JPEG 1 sequential

Welcome to the jpeg-decoder-py wiki!

reference

https://parametric.press/issue-01/unraveling-the-jpeg/
https://en.wikipedia.org/wiki/ The progressive encoding is not described in detail. But if you want to begin with sequential, wiki is enough.
https://www.w3.org/Graphics/JPEG/itu-t81.pdf. It provides some flow graphs which are worth reading.
Compressed Image File Formats JPEG, PNG, GIF, XBM, BMP. John Miano. It provides algorithm codes.

introduction

JPEG is a method of lossy compression for digital images. The JPEG standard specifies the codec, which defines how an image is compressed into a stream of bytes and decompressed back into an image, but not the file format used to contain that stream.

JPEG/Exif is the most common image format used by digital cameras and other photographic image capture devices; along with JPEG/JFIF, it is the most common format for storing and transmitting photographic images on the World Wide Web, and has been the de facto file format for images encoded by the JPEG standard.

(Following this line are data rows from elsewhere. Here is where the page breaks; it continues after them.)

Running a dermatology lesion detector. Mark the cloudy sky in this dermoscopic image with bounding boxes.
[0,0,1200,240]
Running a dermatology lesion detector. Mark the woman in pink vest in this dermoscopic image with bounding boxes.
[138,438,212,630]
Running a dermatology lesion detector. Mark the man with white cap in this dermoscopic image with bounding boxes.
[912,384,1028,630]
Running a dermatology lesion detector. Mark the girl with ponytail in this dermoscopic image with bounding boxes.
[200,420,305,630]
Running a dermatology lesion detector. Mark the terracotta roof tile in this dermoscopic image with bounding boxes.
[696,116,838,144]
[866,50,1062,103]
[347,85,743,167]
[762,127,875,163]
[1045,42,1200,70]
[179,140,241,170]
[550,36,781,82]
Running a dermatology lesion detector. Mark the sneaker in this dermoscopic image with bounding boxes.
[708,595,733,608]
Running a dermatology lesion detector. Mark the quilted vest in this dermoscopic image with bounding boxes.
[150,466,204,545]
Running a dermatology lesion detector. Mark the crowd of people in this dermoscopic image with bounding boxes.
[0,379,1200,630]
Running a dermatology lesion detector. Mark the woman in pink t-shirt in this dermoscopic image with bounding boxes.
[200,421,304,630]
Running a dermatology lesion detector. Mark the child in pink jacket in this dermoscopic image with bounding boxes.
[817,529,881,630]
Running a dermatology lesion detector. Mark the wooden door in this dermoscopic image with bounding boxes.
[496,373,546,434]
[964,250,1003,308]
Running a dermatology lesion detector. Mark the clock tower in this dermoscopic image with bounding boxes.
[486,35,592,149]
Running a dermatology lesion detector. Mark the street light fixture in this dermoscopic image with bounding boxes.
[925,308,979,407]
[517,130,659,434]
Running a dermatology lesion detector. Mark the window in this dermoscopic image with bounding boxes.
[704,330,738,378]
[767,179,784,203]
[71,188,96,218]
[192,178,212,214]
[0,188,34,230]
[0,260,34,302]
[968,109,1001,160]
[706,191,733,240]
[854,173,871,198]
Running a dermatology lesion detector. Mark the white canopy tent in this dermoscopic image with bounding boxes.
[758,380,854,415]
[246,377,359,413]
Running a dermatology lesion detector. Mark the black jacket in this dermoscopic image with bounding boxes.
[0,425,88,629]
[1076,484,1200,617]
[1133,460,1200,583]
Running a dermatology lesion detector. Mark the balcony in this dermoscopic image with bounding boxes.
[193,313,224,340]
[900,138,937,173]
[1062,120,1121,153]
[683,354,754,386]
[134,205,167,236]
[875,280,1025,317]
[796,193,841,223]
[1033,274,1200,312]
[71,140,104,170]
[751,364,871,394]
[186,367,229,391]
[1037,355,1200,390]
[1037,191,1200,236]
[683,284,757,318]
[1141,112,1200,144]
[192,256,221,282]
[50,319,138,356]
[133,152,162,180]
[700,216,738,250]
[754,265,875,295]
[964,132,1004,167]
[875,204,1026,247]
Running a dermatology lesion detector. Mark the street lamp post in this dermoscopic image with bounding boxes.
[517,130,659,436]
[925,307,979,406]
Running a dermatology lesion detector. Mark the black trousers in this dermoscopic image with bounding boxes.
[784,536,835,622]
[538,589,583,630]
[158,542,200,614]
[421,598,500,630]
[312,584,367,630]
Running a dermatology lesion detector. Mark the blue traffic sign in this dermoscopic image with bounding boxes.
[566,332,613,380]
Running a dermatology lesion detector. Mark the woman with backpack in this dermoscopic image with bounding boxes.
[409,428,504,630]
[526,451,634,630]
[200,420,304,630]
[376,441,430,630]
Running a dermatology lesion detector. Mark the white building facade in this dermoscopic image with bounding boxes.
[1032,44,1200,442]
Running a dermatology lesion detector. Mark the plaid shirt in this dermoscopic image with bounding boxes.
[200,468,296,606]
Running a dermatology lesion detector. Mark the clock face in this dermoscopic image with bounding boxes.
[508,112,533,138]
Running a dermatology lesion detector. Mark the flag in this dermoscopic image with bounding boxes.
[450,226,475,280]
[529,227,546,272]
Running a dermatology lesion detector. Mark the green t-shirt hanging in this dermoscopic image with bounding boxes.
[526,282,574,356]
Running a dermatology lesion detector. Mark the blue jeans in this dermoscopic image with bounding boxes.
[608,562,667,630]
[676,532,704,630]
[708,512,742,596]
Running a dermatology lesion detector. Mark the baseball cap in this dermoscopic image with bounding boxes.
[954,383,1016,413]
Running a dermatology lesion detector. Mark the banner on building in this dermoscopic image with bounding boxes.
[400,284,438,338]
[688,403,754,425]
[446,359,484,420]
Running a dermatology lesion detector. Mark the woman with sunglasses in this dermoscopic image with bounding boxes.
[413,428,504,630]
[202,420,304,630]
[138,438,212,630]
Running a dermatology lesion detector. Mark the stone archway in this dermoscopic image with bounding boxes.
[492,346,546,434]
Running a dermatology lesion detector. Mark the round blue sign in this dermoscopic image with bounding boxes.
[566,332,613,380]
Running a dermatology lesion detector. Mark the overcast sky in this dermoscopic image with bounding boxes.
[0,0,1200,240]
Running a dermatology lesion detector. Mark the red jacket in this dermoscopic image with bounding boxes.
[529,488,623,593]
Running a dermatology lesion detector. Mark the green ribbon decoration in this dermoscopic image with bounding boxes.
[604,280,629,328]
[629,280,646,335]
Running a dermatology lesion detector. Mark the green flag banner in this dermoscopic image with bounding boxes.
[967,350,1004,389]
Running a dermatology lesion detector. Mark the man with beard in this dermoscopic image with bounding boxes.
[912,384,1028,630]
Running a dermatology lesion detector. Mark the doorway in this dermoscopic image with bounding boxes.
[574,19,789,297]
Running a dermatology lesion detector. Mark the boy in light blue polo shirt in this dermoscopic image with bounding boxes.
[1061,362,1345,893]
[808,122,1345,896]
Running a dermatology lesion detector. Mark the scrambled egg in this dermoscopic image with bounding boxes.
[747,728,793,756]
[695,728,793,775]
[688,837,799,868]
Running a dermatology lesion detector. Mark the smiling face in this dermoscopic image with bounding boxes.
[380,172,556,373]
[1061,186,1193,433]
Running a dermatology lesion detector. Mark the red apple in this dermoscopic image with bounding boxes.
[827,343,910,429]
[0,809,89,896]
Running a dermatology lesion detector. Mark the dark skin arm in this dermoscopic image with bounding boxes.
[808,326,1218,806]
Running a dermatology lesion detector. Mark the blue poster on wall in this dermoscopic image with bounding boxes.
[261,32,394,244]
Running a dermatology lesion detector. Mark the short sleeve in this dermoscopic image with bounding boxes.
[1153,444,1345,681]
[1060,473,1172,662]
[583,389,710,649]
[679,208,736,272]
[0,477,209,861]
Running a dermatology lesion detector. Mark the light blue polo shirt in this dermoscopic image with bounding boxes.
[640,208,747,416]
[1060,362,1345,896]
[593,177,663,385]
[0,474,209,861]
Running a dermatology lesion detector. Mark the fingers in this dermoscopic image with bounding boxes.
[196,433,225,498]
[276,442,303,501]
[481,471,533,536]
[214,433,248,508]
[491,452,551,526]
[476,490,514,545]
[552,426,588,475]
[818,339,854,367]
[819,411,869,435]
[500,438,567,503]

Here we only talk about encoding. Suppose the input image is a 32×36 matrix of pixels, each pixel consists of 3 integers between 0 and 255. We will convert it to a sequence of bits.

color space transforming

Color space is the way to represent colors.

RGB: three color components(or called channels), red, green, blue, 0-255

YCbCr: one luminance(luma) component, Y (brightness, what you see on a black and white TV, 0 for white, 255 for black); and two chrominance(chroma, or called color difference) components, Cb (relative blueness, also 0-255), and Cr (relative redness)

JPEG uses YCbCr to make the image more compressable. A brief description of transforming.

Y = 0.299 * R + 0.587*G + 0.114*B
Cb = -0.1687*R - 0.3313*G + 0.5*B + 128
Cr = 0.5*R - 0.4187*G - 0.0813*B + 128

chrominance subsampling

Human eyes are more sensitive to variations in brightness than color. If some chroma components are changed, we can't notice it. Thus we don't need to keep track of the chroma of all pixels.

The method we use is called subsampling or downsampling. It reduces the sampling frequency of some components to reduce the amount of samples. If the reduction is done by a factor of 2 in the horizontal direction, it means one sample value maps two horizontally adjecent pixels. The value may be the average.

Some subsampling scheme:

4:4:4 no downsampling
4:2:2 reduction by a factor of 2 in the horizontal direction
4:2:0 (most common) reduction by a factor of 2 in both the horizontal and vertical directions

JPEG files don't use reduction factor to describe subsampling. Instead, sampling frequency(1, 2 or 4) is used. It is a relative value. The component with the maximum frequency is not performed subsampling, and the component with less frequency is shrunk.

Suppose we have the following sampling frequency.

    vertical    horizontal
Y    2          2
Cb   1          1
Cr   1          1

The sampling frequency of Cb, Cr is only half of Y. This means that for every two samples taken for the Y in each direction, one sample is taken for the Cb and Cr. Each Y sample maps to a pixel and each Cb or Cr sample maps to 2×2 pixels. In the following part, I will use these frequencies as the example.

block spliting

The samples for each component must be split into 8×8 blocks, then 64 samples in a block are processed together. Blocks are also called data units. For DCT-based JPEG, the term block is more easy to understand.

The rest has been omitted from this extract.